Kansas City and St. Louis Metropolitan Areas
Top National Logistic Study
Nothing is more important to a region's economy than a robust transportation infrastructure upon which all logistics are built. The ability to quickly and economically move raw materials, supplies and finished products, are critical to a company’s success. Expansion Management Magazine compared 362 metropolitan areas on ten major criteria related to logistics. Missouri’s two major metropolitan statistical areas topped this National Logistic study that identified the most logisticly friendly cities in the United States.
Kansas City rated the top overall, followed by St. Louis, Atlanta, Houston, and Dallas-Fort Worth.
The categories compared in the study included transportation and warehousing; work force quality; road infrastructure; road congestion; road and bridge condition; interstate highway; state fuel taxes and fees; railroad services; water commerce;
and air cargo.
For an alphabetical listing of the top 5-Star Logistic metropolitan areas,
Other criteria in determining locations for new businesses or business relocation include the following:
Geography is the starting point and most important criteria to determine a new business location.
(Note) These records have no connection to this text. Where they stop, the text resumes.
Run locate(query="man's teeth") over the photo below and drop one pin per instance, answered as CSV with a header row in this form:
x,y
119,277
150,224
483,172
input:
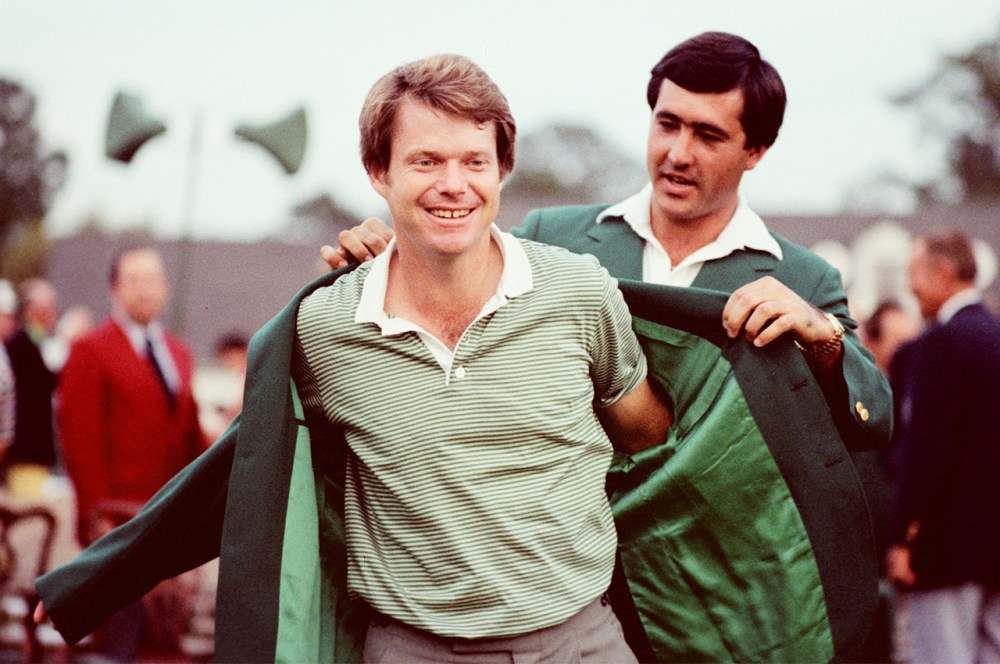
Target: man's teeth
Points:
x,y
450,214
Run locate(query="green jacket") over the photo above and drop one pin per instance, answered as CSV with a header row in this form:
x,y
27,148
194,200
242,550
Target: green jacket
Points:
x,y
744,537
861,404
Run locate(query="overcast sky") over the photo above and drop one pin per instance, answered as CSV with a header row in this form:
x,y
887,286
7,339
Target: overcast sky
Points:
x,y
584,61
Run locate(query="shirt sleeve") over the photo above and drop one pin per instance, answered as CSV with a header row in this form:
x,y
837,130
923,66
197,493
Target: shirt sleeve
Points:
x,y
617,362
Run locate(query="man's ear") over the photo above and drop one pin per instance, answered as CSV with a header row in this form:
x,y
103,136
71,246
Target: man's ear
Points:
x,y
380,182
754,155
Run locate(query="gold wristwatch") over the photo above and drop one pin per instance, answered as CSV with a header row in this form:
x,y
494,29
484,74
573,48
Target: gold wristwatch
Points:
x,y
829,347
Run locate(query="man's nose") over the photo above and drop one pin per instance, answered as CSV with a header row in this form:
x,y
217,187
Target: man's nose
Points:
x,y
452,180
680,153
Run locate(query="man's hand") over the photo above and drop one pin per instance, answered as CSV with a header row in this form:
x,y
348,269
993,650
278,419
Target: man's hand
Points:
x,y
361,243
765,309
897,566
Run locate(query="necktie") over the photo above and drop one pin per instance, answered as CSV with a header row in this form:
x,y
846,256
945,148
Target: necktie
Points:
x,y
159,372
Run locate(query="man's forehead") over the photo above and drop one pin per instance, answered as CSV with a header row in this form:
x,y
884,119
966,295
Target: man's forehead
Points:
x,y
705,106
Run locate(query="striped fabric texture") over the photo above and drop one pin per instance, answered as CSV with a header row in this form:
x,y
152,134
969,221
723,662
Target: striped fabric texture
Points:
x,y
476,507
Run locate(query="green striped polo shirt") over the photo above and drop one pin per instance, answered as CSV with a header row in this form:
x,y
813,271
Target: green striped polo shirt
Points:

Identify areas that are close in proximity to market and raw materials needed for the business.
- Transportation infrastructure.
Determine whether the location has the rail, interstate, or water access to ship raw material in and finished product out.
- Work force quantity.
Examine the quantity of the Work force available in the area.
- Work force quality.
Consider quality of Work force including education, skills, and absenteeism.
- Good business climate.
Research the community's business climate, and current companies to determine if other companies are profitable in that area.
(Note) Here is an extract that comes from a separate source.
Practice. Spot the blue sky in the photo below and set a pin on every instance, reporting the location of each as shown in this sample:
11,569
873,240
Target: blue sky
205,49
- Business-friendly environment.
Appraise the local and state government’s relationship with new businesses to determine if they are business friendly and supportive of new companies.
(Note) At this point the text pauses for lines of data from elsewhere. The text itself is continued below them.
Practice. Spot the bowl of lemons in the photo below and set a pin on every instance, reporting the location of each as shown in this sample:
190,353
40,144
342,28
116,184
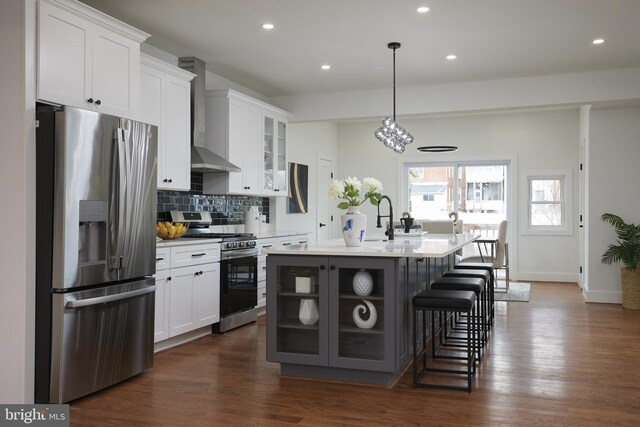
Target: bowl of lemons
170,230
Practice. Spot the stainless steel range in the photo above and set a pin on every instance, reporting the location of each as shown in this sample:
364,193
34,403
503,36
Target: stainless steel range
238,269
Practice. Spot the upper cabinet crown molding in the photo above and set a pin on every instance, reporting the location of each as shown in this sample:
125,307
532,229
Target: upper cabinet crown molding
101,19
146,59
232,93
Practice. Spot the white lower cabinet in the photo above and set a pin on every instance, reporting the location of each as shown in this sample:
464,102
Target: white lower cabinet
188,293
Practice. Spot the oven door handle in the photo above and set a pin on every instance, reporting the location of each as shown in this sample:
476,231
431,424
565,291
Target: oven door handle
108,298
226,255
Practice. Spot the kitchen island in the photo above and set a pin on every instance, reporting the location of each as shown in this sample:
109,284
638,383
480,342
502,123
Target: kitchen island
344,313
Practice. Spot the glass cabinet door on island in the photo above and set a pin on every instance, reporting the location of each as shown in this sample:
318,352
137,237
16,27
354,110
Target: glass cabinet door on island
361,311
297,329
336,312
- Regulations and bureaucracy.
Examine the local rules and regulations that apply to your business and determine if they will add extra cost.
- Labor environment.
Review the history of labor-management relationship in the community. Identify recent history of work stoppages and other labor environments that could affect a business’s balance sheet.
- Reasonable living costs.
Living costs are the single most important driver in determining the relative wage and salary structure for a community or region. A low cost of living will affect a worker’s ability to purchase a home and thrive on wages that a company can offer.
Incentives, no matter how generous, will never turn a bad location into a good location. The objective in your incentives negotiations is to reduce the cost of getting a new facility up and operating. Therefore, an incentive should reduce or eliminate an actual expense that a company would have to make in the new location.